# Mini Me!



## Ray Dunakin (Jan 6, 2008)

I finally have some pics of my self-portrait figure. First, here's one of the pics I used as reference:












Here's the unpainted figure:












And here's a front view of the painted figure. I'm not sure why, but it looks better in person than it does in the photos:










I think the hair on top of the head probably should have been a little taller.


Side view:










And here's an example of how it will look on the layout:












Eventually I plan to build a model of my Trooper, complete with miniature versions of my aerial photography rockets, and set up the figure to look like he's about to launch one of the rockets.


----------



## pete (Jan 2, 2008)

Hey ray where did you or how did you get that made awsome!


----------



## Cougar Rock Rail (Jan 2, 2008)

Fantastic! If I hadn't seen the previous pictures to know it was a little figure in that last picture, I'd swear it was a real person standing there! Great work! 

Keith


----------



## Ray Dunakin (Jan 6, 2008)

Thanks! Pete, check the "Links to Figure Making Classes" at the top of this forum.

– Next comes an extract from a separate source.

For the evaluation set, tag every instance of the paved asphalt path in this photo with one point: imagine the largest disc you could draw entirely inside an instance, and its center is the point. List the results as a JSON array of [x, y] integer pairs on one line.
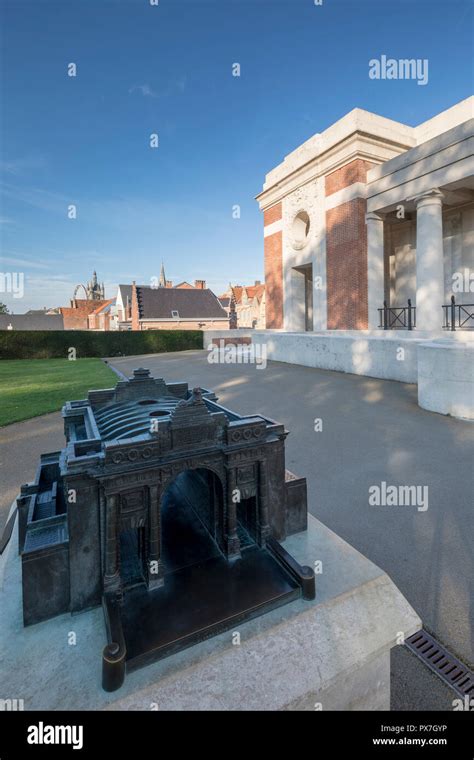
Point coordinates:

That's where I learned the techniques used to make my figures.


----------



## Rod Fearnley (Jan 2, 2008)

That look so good Ray. Are you going to take commissions?








Rod


----------



## leonpete (Jan 4, 2008)

Excellent Ray, Looks great and real. Now just stick a remote control in his hand for running the trains.


----------



## vsmith (Jan 2, 2008)

Posted By Rod Fearnley on 12/03/2008 1:29 PM
That look so good Ray. Are you going to take commissions?








Rod 




Count me in too!









That looks great!


----------



## jimtyp (Jan 2, 2008)

Ray that is so good! What about making some RR figures?


----------



## Torby (Jan 2, 2008)

Nice work!


----------



## nkelsey (Jan 4, 2008)

Excellent work


----------



## Richard Smith (Jan 2, 2008)

Ray, 

That is one great looking figure! Well, maybe not as great as mine...see avatar.  hehe! 

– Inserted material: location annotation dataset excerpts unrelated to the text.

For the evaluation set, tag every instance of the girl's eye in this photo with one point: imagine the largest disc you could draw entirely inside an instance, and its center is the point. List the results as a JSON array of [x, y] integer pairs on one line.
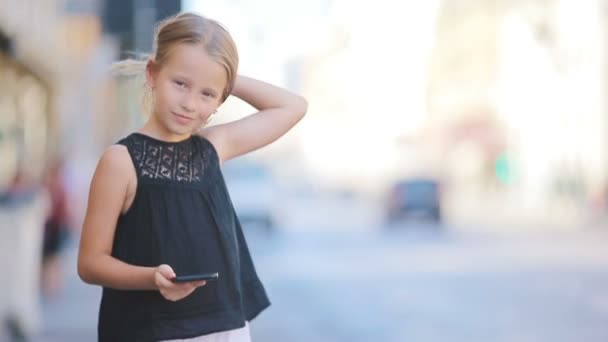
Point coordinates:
[[179, 83]]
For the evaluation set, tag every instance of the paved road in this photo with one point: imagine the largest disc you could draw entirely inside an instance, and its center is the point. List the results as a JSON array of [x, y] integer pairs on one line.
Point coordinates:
[[421, 284]]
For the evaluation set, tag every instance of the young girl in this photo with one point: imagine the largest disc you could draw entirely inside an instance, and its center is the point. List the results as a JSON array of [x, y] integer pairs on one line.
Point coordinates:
[[158, 205]]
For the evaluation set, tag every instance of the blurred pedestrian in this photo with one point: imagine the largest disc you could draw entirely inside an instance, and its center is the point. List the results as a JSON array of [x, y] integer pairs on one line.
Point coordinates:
[[158, 205], [56, 230], [23, 209]]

Wonderful work you did though!


----------



## rkapuaala (Jan 3, 2008)

Great job Ray! You really captured your character. Where did you get that aloha shirt?


----------



## Stan Cedarleaf (Jan 2, 2008)

Very nice, Ray. Great job.


----------



## Robert (Jan 2, 2008)

Fantastic sculpting and well executed painting. I am truly impressed.


----------



## dawinter (Jan 2, 2008)

Gentleman. There's a real artist in our midst. 
Very impressed that's for sure. 


Dave


----------



## kevrut (Jan 3, 2008)

That's cool! 
Good job.


----------



## denray (Jan 5, 2008)

Great job, might consider having yourself CLONED a few thousand times, and letting the rest of the modlers have you on our layouts 
Dennis


----------



## Ray Dunakin (Jan 6, 2008)

I'm definitely considering making molds and casting duplicates for sale, once I get more variety of figures made.


----------



## Mik (Jan 2, 2008)

Super lifelike...If you're looking for some ideas for new figures, how about old movie stars?.... James Dean (as in Rebel Without a Cause), Humphrey Bogart (Casablanca or the African Queen)and Audrey Hepburn (Breakfast at Tiffany's)... I'll bet you could sell one of Bing Crosby (Maybe as the priest in Bells of St Mary's?)too. 

I don't know if you'd incur lscensing fees as long as you don't actually actually IDENTIFY them as such. 

I'd love a Don Knotts as Barney Fife as well, hehehe


----------



## Dean Whipple (Jan 2, 2008)

"it looks better in person than it does in the photos".....

I don't think that's possible, great job Ray....


----------



## Matt Vogt (Jan 2, 2008)

Fantastic job, Ray! Beautifully done!


----------



## Ray Dunakin (Jan 6, 2008)

Right now I've got a long list of family and friends to model!


----------



## joe rusz (Jan 3, 2008)

Very nice sculpting and modeling!


----------